Today, the Crown prince & co returned to Denmark after spending 4 days in NYC attending the business and trade campaign; Creative Nation.  Creative Nation is initiated by the Danish trade organizations. It is an initiative, which according to DI has a “..purpose of increasing the awareness to Danish businesses and their products on the OECD-markets through innovative and creative marketing activities”. (pls note the wording ‘innovative and creative’ in this – I’ll get back to this later on). 

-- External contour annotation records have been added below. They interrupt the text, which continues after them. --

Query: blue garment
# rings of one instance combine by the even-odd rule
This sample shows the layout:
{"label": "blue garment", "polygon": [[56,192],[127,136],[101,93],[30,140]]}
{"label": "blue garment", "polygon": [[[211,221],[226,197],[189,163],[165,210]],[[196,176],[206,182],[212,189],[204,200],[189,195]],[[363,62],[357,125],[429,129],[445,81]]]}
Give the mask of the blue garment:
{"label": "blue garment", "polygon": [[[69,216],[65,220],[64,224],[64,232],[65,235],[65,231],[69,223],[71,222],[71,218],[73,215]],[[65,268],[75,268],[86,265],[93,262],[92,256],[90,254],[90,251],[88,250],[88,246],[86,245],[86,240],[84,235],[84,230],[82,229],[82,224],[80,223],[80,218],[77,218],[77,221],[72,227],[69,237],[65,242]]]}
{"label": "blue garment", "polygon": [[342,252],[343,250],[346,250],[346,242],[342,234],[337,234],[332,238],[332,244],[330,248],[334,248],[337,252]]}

The campaign in NYC consisted of a champagne reception at the exclusive, Japanese department store Takashimay at Fifth Avenue. Until 1st October, the store will be packed with crème de la crème fashion and design brands from DK. Well, that’s nice. Danish fashion really got it going on. Indeed we should be proud of one of our largest exports. And showing this off at one of the most prominent and luxurious streets in the world. Well there you go! Besides the fashion, Danish food had special focus on the conference.  Claus Meyer was invited to do some ‘New Scandinavian Cooking’. Once again, I completely understand why CM is representing our food creativity. Michelin-star rated Restaurant Noma is not something to joke about. CM has a strong and very credible brand value, at least in our own point of view. Now everything has come to an end.

The royalties says they’re tired but satisfied. But the fact is that there hasn’t been one single high-profiled American media represented to write about the initiative.  Not yet, at least. But since actuality is the mantra of the print/TV media I doubt it will happen now that the visit is over. Of course the Danish world press has been circling around the couple like vultures circling over the dead body. They were covering the final press meeting Friday afternoon together with a Swedish guy and an Australian. If you assume that the visit was initiated to make relations, discussions and networking, then I think it’s critical that there hasn’t been a broader interest and PR coverage about the visit, especially from the American media.

What went wrong? If you look at the concept and content of the visit some things bother me: Firstly, you appoint NYC as the host-city. Great choice – NYC is one of the most creative cities on the planet, so there is a perfect match between ‘message’ and ‘channel’. From here it’s marketing One-on-One: You need to do something really, really creative and alternative stuff in order to get the attention. I tell ya, a visit to a department store and some Danish cooking supported by some royalties from a country far, far away (no associations to Shrek intended whatsoever) will not do the job alone. Secondly, you put together an agenda so last season and predictable, it’s crying to the stars. Take for example the visit to NYSE. Pol.dk is actually proving my point in a nut-shell:

“Just before, the Crown Prince and the trade minister, Bendt Bendtsen, had breakfast with the CEO for NYSE, John Thain. Before they arrived at the balcony in order to push the button and ringing the bell, the two Danes wrote in the guest book and talked to the press” (source: pol.dk).

I know that a visit to NYSE is related to many of rituals and standards, but come on. That’s simply not good enough. Why even waste the time? And tell me, how does a visit to a stock exchange fit with the core brand message; a creative nation? And If you take a look at the promotion activities around this initiative, one of the most ‘creative’ things that has been done is the photo upload on flickr (?) Why don’t you take yourselves a bit more serious? Creative Nation is not only about fashion, food and art – and business relations! Well there’s nothing wrong with that, but here in 2007 you really need to think differently and stage it quite differently in order to get the impact. Especially if your country brand promise is The Creative Nation! In the press material they promise ‘innovative’ and ‘creative’ – and that exactly what’s called for, if you want to get the worlds’ attention. In DK we are blessed with some of the most creative and inventive communication specialists, so there’s no excuse. Break conventions and ‘usually do’s’  – then I’ll promise that the world press will listen.